Em dezembro de 2013, a Comissão Europeia anunciou a implantação do
Eurosul, um projeto que permitirá a vigilância constante do Mar Mediterrâneo.
Embora esse órgão o tenha apresentado como “um instrumento novo para salvar as
vidas dos imigrantes”, organizações e legisladores europeus, entre eles a
representante alemã do Partido Verde Europeu, Ska Keller, criticaram-no por
estar “a serviço da batalha contra a imigração ilegal”.
Também em dezembro de 2013, a UE propôs “fixar normas para a vigilância
das fronteiras marítimas externas”, e dez dias depois a cúpula anual do
Conselho Europeu decidiu as prioridades para melhorar a eficácia da política de
defesa e acapacidade operacional do bloco.
“O Eurosul é um excelente exemplo do que podemos chamar de captura
reguladora, ou seja, os processos de lobby e governança em múltiplos níveis,
nos quais atuam empresas de segurança privada e militares”, criticou
Lemberg. “Naturalmente, a própria Comissão Europeia é capaz de transformar as
políticas de controlos fronteiriços dos Estados-nação individuais sem ter de
lidar diretamente com os seus parlamentos nacionais”, acrescentou.
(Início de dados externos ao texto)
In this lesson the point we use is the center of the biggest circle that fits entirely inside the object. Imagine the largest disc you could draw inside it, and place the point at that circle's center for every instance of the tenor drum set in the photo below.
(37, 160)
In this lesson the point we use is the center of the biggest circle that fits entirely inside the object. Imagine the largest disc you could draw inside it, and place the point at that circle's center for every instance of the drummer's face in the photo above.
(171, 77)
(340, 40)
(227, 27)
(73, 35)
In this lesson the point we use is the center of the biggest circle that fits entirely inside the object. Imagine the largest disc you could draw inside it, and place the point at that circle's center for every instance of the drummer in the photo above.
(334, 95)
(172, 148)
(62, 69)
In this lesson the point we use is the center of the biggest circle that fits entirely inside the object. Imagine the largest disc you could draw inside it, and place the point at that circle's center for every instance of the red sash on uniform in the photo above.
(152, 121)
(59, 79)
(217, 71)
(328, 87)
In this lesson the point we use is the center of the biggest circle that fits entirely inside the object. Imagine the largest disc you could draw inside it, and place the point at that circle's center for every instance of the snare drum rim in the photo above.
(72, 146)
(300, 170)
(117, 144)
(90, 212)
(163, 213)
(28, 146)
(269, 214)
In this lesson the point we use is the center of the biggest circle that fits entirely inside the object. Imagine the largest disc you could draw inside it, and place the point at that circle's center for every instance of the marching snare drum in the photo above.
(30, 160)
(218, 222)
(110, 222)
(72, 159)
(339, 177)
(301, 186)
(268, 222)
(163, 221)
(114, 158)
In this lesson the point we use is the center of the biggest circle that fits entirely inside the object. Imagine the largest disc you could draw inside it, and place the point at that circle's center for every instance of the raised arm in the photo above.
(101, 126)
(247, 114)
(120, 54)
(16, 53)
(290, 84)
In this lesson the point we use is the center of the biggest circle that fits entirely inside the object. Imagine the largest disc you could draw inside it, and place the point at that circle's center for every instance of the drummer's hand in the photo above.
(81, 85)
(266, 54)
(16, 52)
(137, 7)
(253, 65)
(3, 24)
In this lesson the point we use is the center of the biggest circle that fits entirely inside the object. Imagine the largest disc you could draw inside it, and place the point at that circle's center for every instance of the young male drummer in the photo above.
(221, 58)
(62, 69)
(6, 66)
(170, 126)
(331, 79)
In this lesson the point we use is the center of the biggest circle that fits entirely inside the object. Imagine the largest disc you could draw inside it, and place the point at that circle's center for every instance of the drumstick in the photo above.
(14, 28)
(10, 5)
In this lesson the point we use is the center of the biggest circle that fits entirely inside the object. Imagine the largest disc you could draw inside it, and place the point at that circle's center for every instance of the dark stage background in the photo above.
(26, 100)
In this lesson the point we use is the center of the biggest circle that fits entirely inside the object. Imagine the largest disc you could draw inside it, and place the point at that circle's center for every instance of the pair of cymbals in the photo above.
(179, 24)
Em abril, o Ministério de Assuntos Marítimos grego apresentou uma licitação para alugar os serviços de
vigilância das suas fronteiras marítimas no Mar Egeu. O projeto prevê uma
compensação de 73,8 mil euros por 60 horas de vigilância no período de dois
meses, ou seja, uma média de 1,23 mil euros por hora, com 75% do custo coberto
pelos fundos europeus e os 25% restantes pelo Estado grego.
Também estabelece a privatização dos serviços de segurança em três dos
maiores centros de detenção do país, o que atraiu os principais atores do setor
privado, como a G4S, a maior empresa de segurança privada do mundo,
criticada pelo tratamento que dá aos detidos nos seus três centros de asilo na
Grã-Bretanha. A maior parte dos custos, calculados em cerca de 14 milhões de
euros por ano, também será coberta pelos fundos europeus.